Аниська быстро сравнил в уме силы приморцев и охраны. На стороне первых было не менее двадцати дубов и более сотни невооруженных людей. На палубе «Казачки» он насчитал десять человек военной команды.

Что, если сломить охрану дружным людским напором? Разве может устоять десяток людей против сотни озлобленных, решившихся на все крутиев?

Глуховатый хлопок выстрела прокатился по морю. По-комариному пропела пуля. Аниська невольно втянул в плечи голову, но тут же высоко поднял ее, покраснев, взглянул на Онуфренко.

— Не нагибайся, уже пролетела, — насмешливо сказал солдат.

Выстрелы точно подстегнули флотилию приморцев. С ревом и гиканьем ватаги двинулись навстречу катеру, охватывая его с двух сторон.

— Разбе-га-а-йсь! — донесся с катера повелительный и грозный окрик.

Винтовки захлопали торопливо, как бы стараясь перещеголять друг друга быстротой стрельбы. Аниська услышал зловещий тихий свист, взглянул на упруго надувшийся парус. Две тоненьких дырочки просвечивали на солнце весело, точно в детскую свистульку, наигрывал в них ветер.

«Смелый», выпятив полотняную грудь, продолжал отходить к общей заставе дубов. Катер гнался за ним на всех парах.

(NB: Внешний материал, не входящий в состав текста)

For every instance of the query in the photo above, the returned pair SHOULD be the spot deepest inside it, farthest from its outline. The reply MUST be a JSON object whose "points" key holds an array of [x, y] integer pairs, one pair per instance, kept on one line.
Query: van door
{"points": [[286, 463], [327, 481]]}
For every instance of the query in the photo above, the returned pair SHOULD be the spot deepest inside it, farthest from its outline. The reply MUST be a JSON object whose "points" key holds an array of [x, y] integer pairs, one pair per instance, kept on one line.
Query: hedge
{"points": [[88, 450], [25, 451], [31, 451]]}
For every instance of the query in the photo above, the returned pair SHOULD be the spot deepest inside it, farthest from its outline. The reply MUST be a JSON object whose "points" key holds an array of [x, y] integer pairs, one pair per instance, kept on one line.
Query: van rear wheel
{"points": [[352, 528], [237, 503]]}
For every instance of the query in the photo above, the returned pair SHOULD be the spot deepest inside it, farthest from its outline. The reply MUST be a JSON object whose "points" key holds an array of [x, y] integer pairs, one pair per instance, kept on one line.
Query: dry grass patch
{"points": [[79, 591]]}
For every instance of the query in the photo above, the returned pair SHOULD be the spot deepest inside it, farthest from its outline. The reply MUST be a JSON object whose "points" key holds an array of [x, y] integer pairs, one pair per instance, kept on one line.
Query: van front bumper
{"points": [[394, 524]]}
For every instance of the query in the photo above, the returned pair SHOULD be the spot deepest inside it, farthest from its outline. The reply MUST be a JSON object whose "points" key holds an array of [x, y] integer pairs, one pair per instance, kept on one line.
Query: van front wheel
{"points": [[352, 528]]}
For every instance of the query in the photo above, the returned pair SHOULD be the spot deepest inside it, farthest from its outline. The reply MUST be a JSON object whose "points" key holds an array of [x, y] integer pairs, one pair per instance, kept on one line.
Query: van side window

Аниська все еще медлил поворачивать обратно, ждал удобного случая. Онуфренко с недоумением смотрел на него.

Аниська скомандовал ложиться и сам прилег у края кормы, заслонившись чугунком, в котором рыбаки варили уху, и целясь из тяжелой берданки в торчавшего на катере охранника.

Тот, припав на колено, выпускал обойму за обоймой, не целясь. Очевидно, охране было приказано взять приморцев испугом. Аниська явственно видел сосредоточенное, сердитое лицо с торчащим из-под казачьей фуражки чубом и нажал спуск. Когда дым рассеялся, он с удивлением увидел охранника на старом месте, с отчаянием посмотрел на свою старинную, с широким дулом берданку. Выбрасываемая ею крупная дробь не долетала до катера.